WASHINGTON: July 2019 temperatures were the hottest ever recorded globally, the US National Oceanic and Atmospheric Administration (NOAA) said Thursday, confirming earlier observations by the European Union.
"Much of the planet sweltered in unprecedented heat in July, as temperatures soared to new heights in the hottest month ever recorded.

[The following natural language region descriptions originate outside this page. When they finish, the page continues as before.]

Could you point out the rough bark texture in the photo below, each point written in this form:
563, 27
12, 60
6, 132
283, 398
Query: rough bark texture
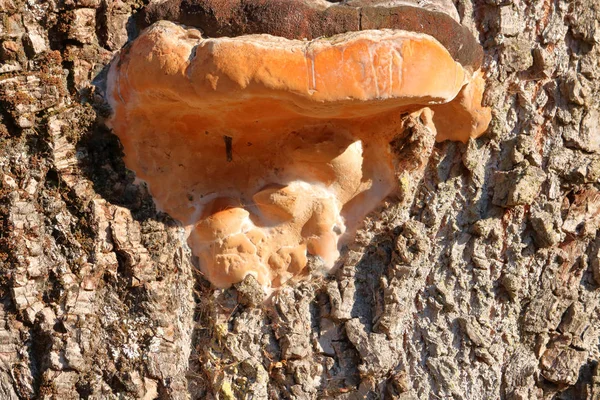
481, 280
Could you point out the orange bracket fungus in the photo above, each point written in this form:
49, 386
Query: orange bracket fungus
272, 146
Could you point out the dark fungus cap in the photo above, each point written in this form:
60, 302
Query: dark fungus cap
310, 19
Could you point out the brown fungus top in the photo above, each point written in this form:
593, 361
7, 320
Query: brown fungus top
272, 150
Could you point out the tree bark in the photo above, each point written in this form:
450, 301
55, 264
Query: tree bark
480, 280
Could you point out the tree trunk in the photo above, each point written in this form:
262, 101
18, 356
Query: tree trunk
481, 280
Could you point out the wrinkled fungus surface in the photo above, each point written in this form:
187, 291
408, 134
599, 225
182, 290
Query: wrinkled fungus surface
271, 150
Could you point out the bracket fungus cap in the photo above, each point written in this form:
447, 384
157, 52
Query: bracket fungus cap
271, 150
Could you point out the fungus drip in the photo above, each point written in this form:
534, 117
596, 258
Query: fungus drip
271, 150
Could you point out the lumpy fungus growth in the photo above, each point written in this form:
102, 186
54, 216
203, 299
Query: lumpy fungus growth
271, 149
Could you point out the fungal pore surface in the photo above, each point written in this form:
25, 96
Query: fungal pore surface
272, 150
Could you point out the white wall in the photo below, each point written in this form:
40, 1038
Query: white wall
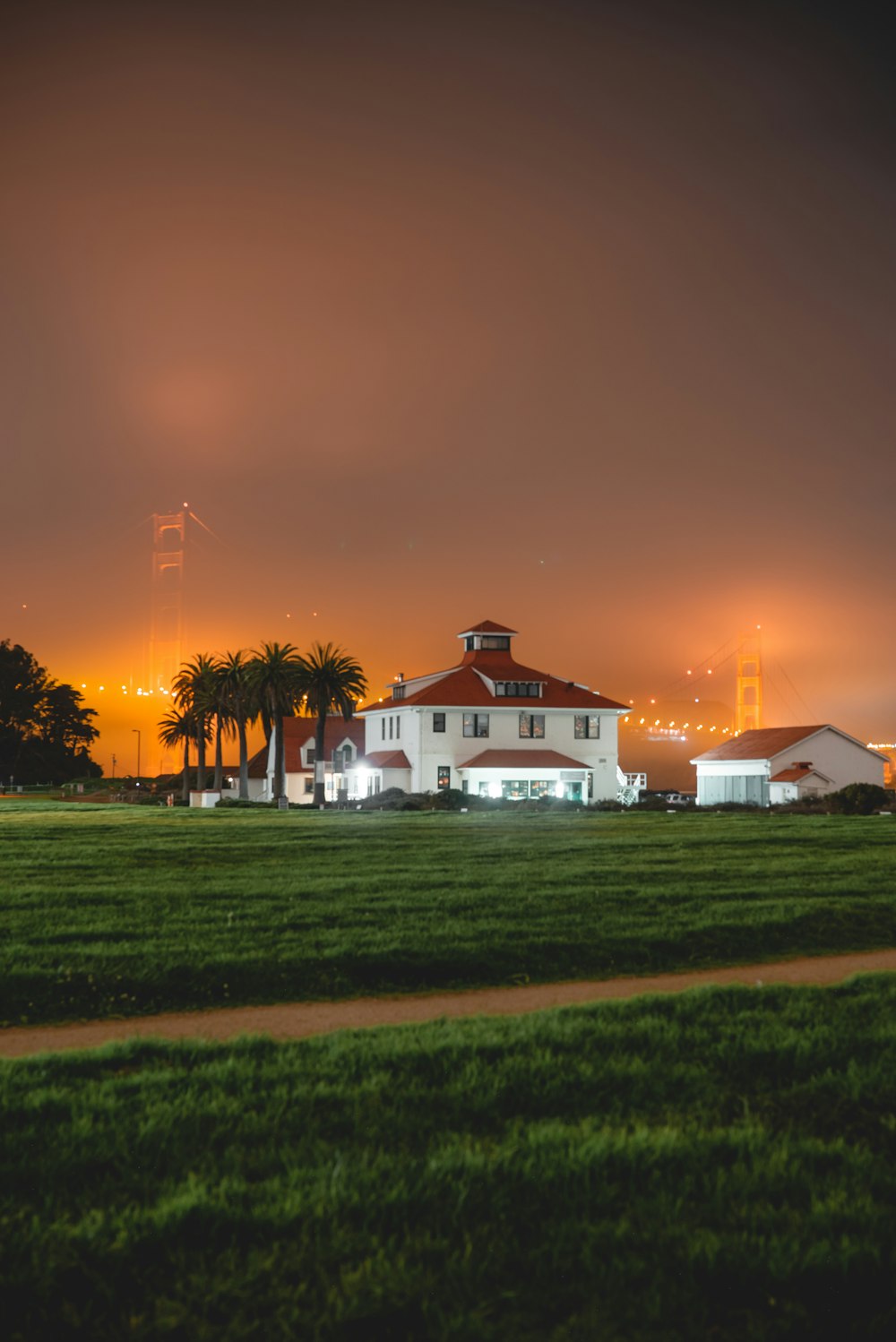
426, 749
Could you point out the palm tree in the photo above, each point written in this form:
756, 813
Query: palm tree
240, 708
274, 679
194, 692
178, 727
332, 682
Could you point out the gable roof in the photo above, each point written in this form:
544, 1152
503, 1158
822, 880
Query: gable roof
385, 760
299, 732
797, 773
768, 743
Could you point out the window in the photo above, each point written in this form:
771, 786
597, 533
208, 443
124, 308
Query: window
531, 725
475, 724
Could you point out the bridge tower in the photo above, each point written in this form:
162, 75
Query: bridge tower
749, 710
167, 611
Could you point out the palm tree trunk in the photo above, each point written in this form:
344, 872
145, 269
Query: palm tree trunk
320, 775
280, 759
245, 759
219, 757
200, 753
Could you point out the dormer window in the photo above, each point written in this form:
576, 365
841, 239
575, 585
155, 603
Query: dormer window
518, 689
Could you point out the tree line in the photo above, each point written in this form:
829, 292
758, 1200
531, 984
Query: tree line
46, 732
219, 697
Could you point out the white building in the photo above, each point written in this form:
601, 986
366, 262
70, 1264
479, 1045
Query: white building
491, 727
784, 764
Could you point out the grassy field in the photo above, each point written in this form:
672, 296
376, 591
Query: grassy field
718, 1166
122, 910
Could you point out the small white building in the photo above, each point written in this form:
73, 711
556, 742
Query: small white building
493, 727
784, 764
342, 744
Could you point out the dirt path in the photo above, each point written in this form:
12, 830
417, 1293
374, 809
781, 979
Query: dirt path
301, 1020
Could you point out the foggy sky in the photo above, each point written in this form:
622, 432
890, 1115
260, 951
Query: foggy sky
577, 317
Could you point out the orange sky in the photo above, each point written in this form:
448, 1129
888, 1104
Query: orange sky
570, 315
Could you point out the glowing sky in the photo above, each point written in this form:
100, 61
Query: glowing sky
572, 315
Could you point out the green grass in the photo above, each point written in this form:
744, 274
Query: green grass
717, 1166
116, 910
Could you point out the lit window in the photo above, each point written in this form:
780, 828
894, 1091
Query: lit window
475, 724
531, 725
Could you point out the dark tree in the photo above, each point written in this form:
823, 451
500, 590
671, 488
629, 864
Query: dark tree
45, 729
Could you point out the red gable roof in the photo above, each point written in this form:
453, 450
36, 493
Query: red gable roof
299, 732
797, 775
385, 760
763, 744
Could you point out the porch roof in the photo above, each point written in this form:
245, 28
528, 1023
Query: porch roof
522, 760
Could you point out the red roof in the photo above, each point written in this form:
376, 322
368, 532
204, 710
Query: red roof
797, 775
385, 760
765, 744
463, 686
486, 627
299, 732
522, 760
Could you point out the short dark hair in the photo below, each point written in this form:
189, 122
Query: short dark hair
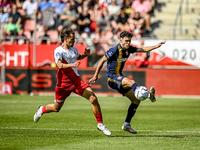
66, 32
126, 34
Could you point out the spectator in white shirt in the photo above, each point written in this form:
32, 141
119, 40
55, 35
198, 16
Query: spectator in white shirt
30, 8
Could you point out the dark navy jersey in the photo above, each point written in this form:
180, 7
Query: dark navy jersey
117, 57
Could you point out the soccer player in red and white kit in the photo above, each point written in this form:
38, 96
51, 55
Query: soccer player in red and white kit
68, 79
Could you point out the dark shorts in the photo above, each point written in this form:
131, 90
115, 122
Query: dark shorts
115, 82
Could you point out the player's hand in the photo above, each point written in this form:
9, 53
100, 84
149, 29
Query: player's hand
159, 44
76, 64
93, 79
87, 51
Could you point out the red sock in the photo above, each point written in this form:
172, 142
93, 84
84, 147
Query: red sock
99, 117
44, 110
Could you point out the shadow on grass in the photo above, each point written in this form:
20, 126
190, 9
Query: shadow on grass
148, 136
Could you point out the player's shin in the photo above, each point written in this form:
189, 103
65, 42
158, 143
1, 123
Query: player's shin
131, 112
134, 86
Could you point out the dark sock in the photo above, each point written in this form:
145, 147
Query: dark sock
131, 112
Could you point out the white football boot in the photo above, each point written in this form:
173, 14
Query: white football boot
38, 114
102, 127
129, 129
152, 94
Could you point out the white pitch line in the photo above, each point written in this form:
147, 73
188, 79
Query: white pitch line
51, 129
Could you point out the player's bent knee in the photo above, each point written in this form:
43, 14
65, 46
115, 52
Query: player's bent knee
56, 109
93, 99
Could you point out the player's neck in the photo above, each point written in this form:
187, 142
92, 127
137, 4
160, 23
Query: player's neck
65, 46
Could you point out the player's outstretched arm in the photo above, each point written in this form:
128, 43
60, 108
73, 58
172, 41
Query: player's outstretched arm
86, 54
101, 62
62, 65
150, 48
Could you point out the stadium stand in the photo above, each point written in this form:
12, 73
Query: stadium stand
177, 19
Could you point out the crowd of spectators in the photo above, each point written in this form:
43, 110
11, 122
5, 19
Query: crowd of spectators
99, 20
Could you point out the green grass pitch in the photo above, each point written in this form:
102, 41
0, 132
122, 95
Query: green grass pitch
167, 124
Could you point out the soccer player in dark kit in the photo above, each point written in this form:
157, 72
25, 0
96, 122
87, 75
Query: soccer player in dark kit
116, 58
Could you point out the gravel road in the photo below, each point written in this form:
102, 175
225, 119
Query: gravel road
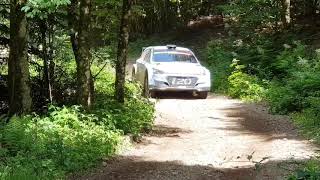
216, 138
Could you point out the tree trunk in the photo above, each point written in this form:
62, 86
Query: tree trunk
20, 101
122, 51
46, 61
84, 75
286, 13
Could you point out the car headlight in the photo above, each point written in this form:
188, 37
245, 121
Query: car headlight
157, 71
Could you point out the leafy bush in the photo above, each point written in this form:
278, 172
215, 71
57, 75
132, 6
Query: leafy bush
68, 139
311, 171
65, 141
219, 60
244, 86
133, 117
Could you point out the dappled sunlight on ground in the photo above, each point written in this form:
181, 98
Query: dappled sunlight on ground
217, 138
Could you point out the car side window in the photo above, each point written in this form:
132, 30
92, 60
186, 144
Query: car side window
147, 56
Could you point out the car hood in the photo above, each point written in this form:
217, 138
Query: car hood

The record warmth also shrank Arctic and Antarctic sea ice to historic lows," the agency said.
According to the NOAA, the average global temperature in July was 0.95 degrees Celsius (1.71 degrees Fahrenheit) above the 20th century average of 15.8 degrees Celsius (60.4 Fahrenheit), making it the hottest July in its records, which go back to 1880.
The previous hottest month on record was July 2016.

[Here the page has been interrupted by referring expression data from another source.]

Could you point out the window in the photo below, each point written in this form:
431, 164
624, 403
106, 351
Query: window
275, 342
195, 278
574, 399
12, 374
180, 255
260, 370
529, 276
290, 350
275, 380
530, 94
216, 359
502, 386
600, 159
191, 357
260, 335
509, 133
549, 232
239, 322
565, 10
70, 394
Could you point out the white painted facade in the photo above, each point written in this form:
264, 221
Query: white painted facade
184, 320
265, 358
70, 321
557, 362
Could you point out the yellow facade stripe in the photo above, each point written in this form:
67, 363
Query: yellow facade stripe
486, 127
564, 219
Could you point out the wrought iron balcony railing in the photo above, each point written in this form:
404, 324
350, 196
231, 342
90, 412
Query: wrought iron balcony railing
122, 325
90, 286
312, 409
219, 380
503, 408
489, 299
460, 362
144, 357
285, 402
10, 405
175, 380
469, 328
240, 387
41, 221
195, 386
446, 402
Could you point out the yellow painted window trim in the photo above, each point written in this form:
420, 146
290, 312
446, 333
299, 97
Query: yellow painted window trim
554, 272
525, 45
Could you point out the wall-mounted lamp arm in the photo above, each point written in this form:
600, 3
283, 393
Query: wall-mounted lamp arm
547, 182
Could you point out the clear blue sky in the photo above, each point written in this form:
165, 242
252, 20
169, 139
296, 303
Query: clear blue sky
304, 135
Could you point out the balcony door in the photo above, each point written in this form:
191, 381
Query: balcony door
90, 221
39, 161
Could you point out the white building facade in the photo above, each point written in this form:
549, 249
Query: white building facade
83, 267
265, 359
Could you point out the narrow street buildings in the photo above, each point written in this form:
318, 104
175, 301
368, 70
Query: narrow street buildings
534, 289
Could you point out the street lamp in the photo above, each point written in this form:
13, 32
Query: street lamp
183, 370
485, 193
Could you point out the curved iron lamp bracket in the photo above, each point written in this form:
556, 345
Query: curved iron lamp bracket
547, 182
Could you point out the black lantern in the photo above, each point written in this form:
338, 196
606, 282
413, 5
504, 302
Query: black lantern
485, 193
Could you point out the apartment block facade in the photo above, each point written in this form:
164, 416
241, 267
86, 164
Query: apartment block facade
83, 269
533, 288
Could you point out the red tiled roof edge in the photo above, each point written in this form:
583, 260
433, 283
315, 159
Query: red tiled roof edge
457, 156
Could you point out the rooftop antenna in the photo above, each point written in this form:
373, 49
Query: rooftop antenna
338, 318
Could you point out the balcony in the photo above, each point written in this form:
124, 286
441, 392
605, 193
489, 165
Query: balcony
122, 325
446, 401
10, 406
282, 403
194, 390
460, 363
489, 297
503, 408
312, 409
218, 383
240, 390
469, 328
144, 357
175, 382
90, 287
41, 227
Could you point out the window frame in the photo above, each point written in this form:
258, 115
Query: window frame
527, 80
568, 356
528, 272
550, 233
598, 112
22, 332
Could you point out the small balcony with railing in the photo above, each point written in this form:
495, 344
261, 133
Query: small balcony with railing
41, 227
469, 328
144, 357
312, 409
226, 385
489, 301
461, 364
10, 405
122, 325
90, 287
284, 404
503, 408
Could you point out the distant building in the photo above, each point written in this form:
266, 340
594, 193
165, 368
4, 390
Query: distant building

"Nine of the 10 hottest Julys have occurred since 2005-with the last five years ranking as the five hottest," the NOAA said.
Alaska had its hottest July since it began keeping records in 2005, several countries in Europe saw new temperature records, and it was also the hottest month ever across Africa as a whole.
Average Arctic sea ice meanwhile set a record low for July, running 19.8 percent below average, and surpassing the previous historic low of July 2012 according to an analysis by the National Snow and Ice Data Center using data from NOAA and NASA.
Average Antarctic sea ice was 4.3 percent below the 1981-2010 average, making it the smallest for July in the 41-year record.